# REGRESSION MODEL:
Due to nature of this process (creating a predictive model), involving coming back and forth trial and error while cleaning data and testing differet hyperparameters setup. We decided to:

- Move all our helper functions to a separated file, so we can reach them from every file while keeping our files cleaner.
- Have 2 code files to get our final model:
    - File `reg_data_proccessing.ipynb`:<br>
        &emsp;To read and clean the data and save it to sql database in ``./database/models.db`` file.<br>
        &emsp;To test cleanliness of data, we'll use a random forest model.
    - File `reg_model_selection.ipynb` to test and compare different models working with cleaned dataset.
- Once final model version is selected, it will be serialized after trainning and stored in ``./trained_models`` folder.
- Then trained model will be deployed to a website built with flask/jinja to perform predictions for data entered by users.
***

### MODEL CREATION
With our data cleaned, we'll try different regression models to come up with the model to be deployed on the website.<br>
Well test:
- Random forest regressor
- Knn regressor
- Linear regressor

we use cross validation to select the best version for each model, then we just use score method in the model to select the final model



In [1]:
from myFunc import *  # importing helper functions
# pull cleaned dataset
con = sqlite3.connect('./../database/models.db')
df=pd.read_sql_query('select * from reg_clean_data',con)
# separating vector features from target
X=df.drop(['Weight'],axis=1)
y=df['Weight']
# pulling out test data, we'll use it after tweeking hyperparameters in different models.
X1,Xtest,y1,ytest=train_test_split(X, y, test_size=0.1, random_state=7)

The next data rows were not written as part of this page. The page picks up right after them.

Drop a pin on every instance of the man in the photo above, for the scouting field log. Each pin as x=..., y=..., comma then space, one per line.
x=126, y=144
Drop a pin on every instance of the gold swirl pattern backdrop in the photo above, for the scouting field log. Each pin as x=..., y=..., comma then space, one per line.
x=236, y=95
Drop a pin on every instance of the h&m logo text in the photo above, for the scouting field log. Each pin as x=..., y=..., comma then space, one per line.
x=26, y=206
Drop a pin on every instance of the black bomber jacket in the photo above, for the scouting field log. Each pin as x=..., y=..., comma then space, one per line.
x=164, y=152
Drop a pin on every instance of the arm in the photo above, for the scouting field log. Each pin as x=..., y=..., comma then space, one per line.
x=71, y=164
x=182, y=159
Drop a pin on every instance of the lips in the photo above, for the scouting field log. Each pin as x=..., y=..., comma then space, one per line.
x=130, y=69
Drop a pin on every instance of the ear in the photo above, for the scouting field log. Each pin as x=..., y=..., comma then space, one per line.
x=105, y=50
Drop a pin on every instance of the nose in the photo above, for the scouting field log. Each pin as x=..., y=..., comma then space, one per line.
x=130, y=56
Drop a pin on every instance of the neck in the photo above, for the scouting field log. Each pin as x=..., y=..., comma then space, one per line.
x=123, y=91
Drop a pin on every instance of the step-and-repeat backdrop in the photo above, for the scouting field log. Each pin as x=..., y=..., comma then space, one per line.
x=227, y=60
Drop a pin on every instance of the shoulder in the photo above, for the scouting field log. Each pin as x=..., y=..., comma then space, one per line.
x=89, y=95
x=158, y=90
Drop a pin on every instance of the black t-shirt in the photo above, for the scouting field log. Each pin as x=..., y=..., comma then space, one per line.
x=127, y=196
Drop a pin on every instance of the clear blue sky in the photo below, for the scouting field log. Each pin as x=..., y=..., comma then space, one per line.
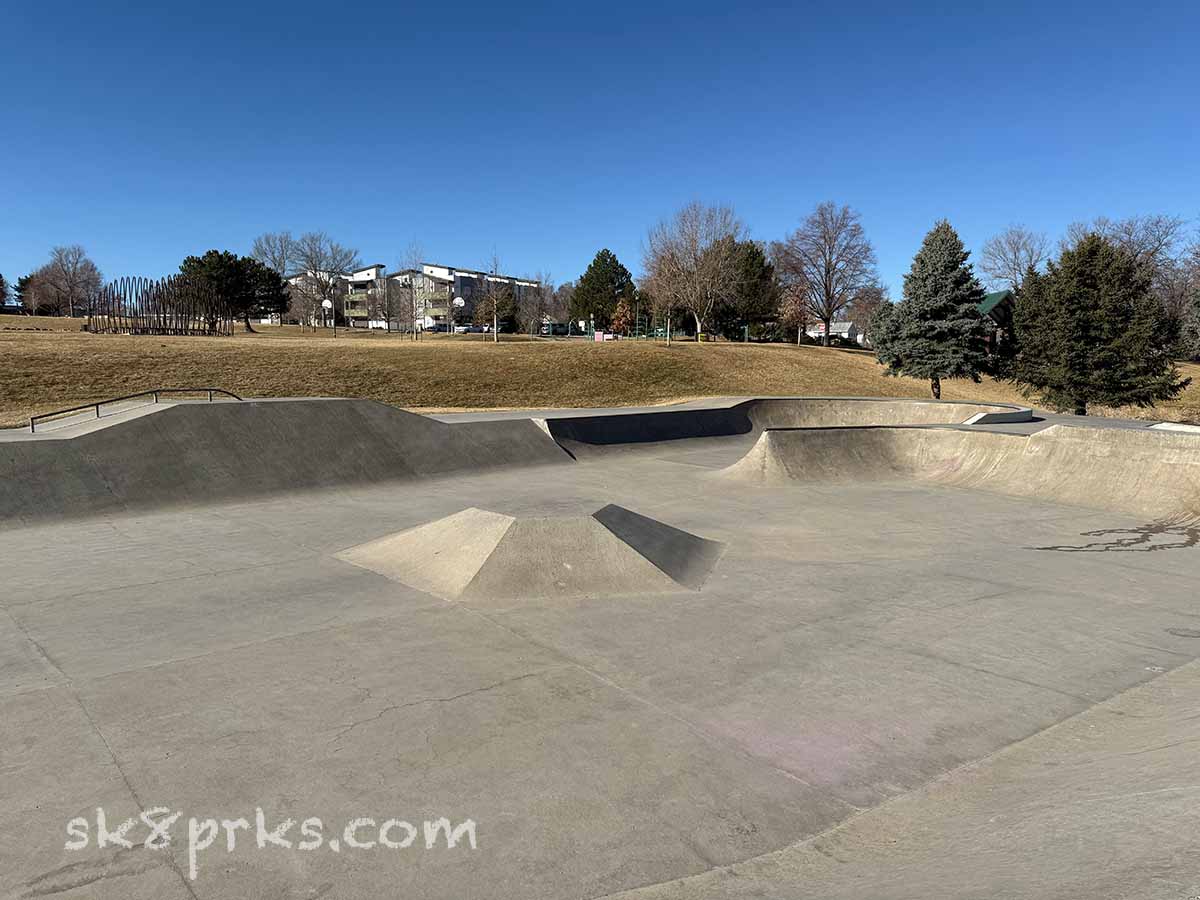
x=149, y=131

## Random Forest Regressor

In [2]:
rf1=RandomForestRegressor(n_estimators=55, bootstrap=False)
cross_val(rf1,X1,y1,'r')
rf2=RandomForestRegressor(n_estimators=150)
cross_val(rf2,X1,y1,'r')
rf3=RandomForestRegressor(n_estimators=200)
cross_val(rf3,X1,y1,'r')

-------------Cross Validation-----------------
Accuracy -val set: 68.8046487193262
Accuracy -test set: 72.56679794257205
-------------Cross Validation-----------------
Accuracy -val set: 84.78280469532905
Accuracy -test set: 82.47817240285156
-------------Cross Validation-----------------
Accuracy -val set: 84.50353385387017
Accuracy -test set: 83.27089208331955


## KNeighbors Regressor

In [3]:
knn1 = KNeighborsRegressor(n_neighbors=2)
cross_val(knn1,X1,y1,'r')
knn2 = KNeighborsRegressor(n_neighbors=10)
cross_val(knn2,X1,y1,'r')
knn3 = KNeighborsRegressor(n_neighbors=20)
cross_val(knn3,X1,y1,'r')

-------------Cross Validation-----------------
Accuracy -val set: 63.70527975498022
Accuracy -test set: 54.17059789122498
-------------Cross Validation-----------------
Accuracy -val set: 59.84907320465174
Accuracy -test set: 54.358570132422265
-------------Cross Validation-----------------
Accuracy -val set: 54.28952543103072
Accuracy -test set: 44.30862217925014


## Linear Regression

In [4]:
lr1=LinearRegression(fit_intercept=True, n_jobs=100)
cross_val(lr1,X1,y1,'r')
lr2=LinearRegression(n_jobs=10)
cross_val(lr2,X1,y1,'r')
lr3=LinearRegression(n_jobs=1)
cross_val(lr3,X1,y1,'r')

-------------Cross Validation-----------------
Accuracy -val set: 46.75608455507852
Accuracy -test set: 41.379509201876175
-------------Cross Validation-----------------
Accuracy -val set: 46.75608455507852
Accuracy -test set: 41.379509201876175
-------------Cross Validation-----------------
Accuracy -val set: 46.75608455507852
Accuracy -test set: 41.379509201876175


In [5]:
print(rf3.score(Xtest,ytest))
print(knn2.score(Xtest,ytest))
print(lr2.score(Xtest,ytest))

0.845837128600671
0.5846203196520195
0.41128247538065243


### Serializing the winner!

In [6]:
jl_filedir = Path("./../trained_models")
jl_filedir.mkdir(parents=True,exist_ok=True)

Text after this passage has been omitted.